La lettre cite une étude selon laquelle le minage de cryptomonnaies dans le nord de l'État de New York a entraîné une augmentation des factures d'électricité d'environ 165 millions de dollars pour les petites entreprises et 79 millions de dollars pour les particuliers. Pendant ce temps, au Texas, qui est devenu une plaque tournante du minage de cryptomonnaies, l'industrie devrait continuer à se développer de manière significative dans les années à venir, augmentant la quantité de charges électriques à près d'un tiers de la capacité maximale actuelle du réseau au cours des quatre prochaines années et mettant le système à rude épreuve.
Tableau tiré de la lettre des sénateurs
« Plus le minage de cryptomonnaies arrive dans l'État, plus les résidents doivent s'attendre à ce que les prix de l'électricité deviennent élevés », explique Éric Hittinger, professeur au Rochester Institute of Technology. Dans un exemple extrême, les résidents de Plattsburgh, dans l'État de New York, auraient vu leurs factures d'électricité augmenter jusqu'à 300 dollars au cours de l'hiver 2018 après que des mineurs de bitcoins se sont installés à proximité. Le mois dernier, l'État de New York a adopté un moratoire de deux ans sur les nouveaux permis pour les centrales électriques à combustibles fossiles utilisées pour le minage de cryptomonnaies.

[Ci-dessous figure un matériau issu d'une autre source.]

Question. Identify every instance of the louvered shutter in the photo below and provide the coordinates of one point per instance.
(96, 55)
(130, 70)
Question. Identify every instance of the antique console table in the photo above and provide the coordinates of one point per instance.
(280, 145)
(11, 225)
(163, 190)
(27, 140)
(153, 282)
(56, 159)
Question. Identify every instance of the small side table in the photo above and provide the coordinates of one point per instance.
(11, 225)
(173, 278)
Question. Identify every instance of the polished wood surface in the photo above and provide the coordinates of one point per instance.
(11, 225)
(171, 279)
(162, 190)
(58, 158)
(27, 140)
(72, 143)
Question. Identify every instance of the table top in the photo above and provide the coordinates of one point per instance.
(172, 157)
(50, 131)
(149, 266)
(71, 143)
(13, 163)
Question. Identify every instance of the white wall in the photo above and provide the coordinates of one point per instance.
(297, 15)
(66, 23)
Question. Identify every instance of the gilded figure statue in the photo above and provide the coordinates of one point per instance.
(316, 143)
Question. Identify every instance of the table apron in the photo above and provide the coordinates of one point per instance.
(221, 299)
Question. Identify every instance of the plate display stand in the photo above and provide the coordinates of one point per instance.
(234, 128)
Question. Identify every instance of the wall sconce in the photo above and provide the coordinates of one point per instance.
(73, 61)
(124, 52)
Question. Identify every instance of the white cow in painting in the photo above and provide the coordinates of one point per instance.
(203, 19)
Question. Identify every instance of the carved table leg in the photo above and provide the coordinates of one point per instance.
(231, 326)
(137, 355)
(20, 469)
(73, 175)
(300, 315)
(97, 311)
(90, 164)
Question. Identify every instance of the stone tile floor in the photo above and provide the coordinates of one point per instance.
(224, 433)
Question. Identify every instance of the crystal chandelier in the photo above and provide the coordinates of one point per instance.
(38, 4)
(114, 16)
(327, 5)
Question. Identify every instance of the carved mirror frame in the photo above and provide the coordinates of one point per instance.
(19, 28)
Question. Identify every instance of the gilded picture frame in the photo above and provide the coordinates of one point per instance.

Le projet de loi n'a pas encore été promulgué, mais l'État a aussi pris des mesures réglementaires pour décourager le minage. En juin, l'État de New York a également refusé de renouveler le permis d'exploitation d'une centrale électrique en difficulté, la Greenidge Generating Station, au motif que son utilisation pour l'extraction de bitcoins "serait incompatible avec les limites d'émissions de gaz à effet de serre fixées au niveau de l'État". Greenidge est l'une des entreprises auxquelles Warren et d'autres législateurs démocrates avaient envoyé des demandes en janvier, réclamant des informations sur leur consommation d'énergie et leurs émissions.
Selon la lettre, Greenidge était responsable de 273 326 tonnes d'émissions de dioxyde de carbone par an, soit l'équivalent des émissions de près de 60 000 voitures. Pourtant, l'impact de l'exploitation des cryptomonnaies aux États-Unis est bien plus important que ce que la lettre décrit. « Pour commencer, aucune des entreprises n'a fourni d'informations complètes en réponse à nos questions », ont écrit les législateurs. L'Agence américaine de protection de l'environnement a confirmé qu'elle a reçu la lettre et prévoit de "répondre en conséquence". Un porte-parole du ministère de l'Énergie a également confirmé que l'agence a reçu la lettre.
Les sénateurs Elizabeth Warren et Edward Markey, tous deux du Massachusetts, Sheldon Whitehouse, du Rhode Island, et Jeff Merkley, de l'Oregon, et les républicains Jared Huffman, de Californie, et Rashida Tlaib, du Michigan, ont tous signé la lettre. Rappelons que le marché des cryptomonnaies s'est effondré ces derniers mois, passant de plus de 3 milliards de dollars en novembre 2021 à moins de 1 milliard de dollars.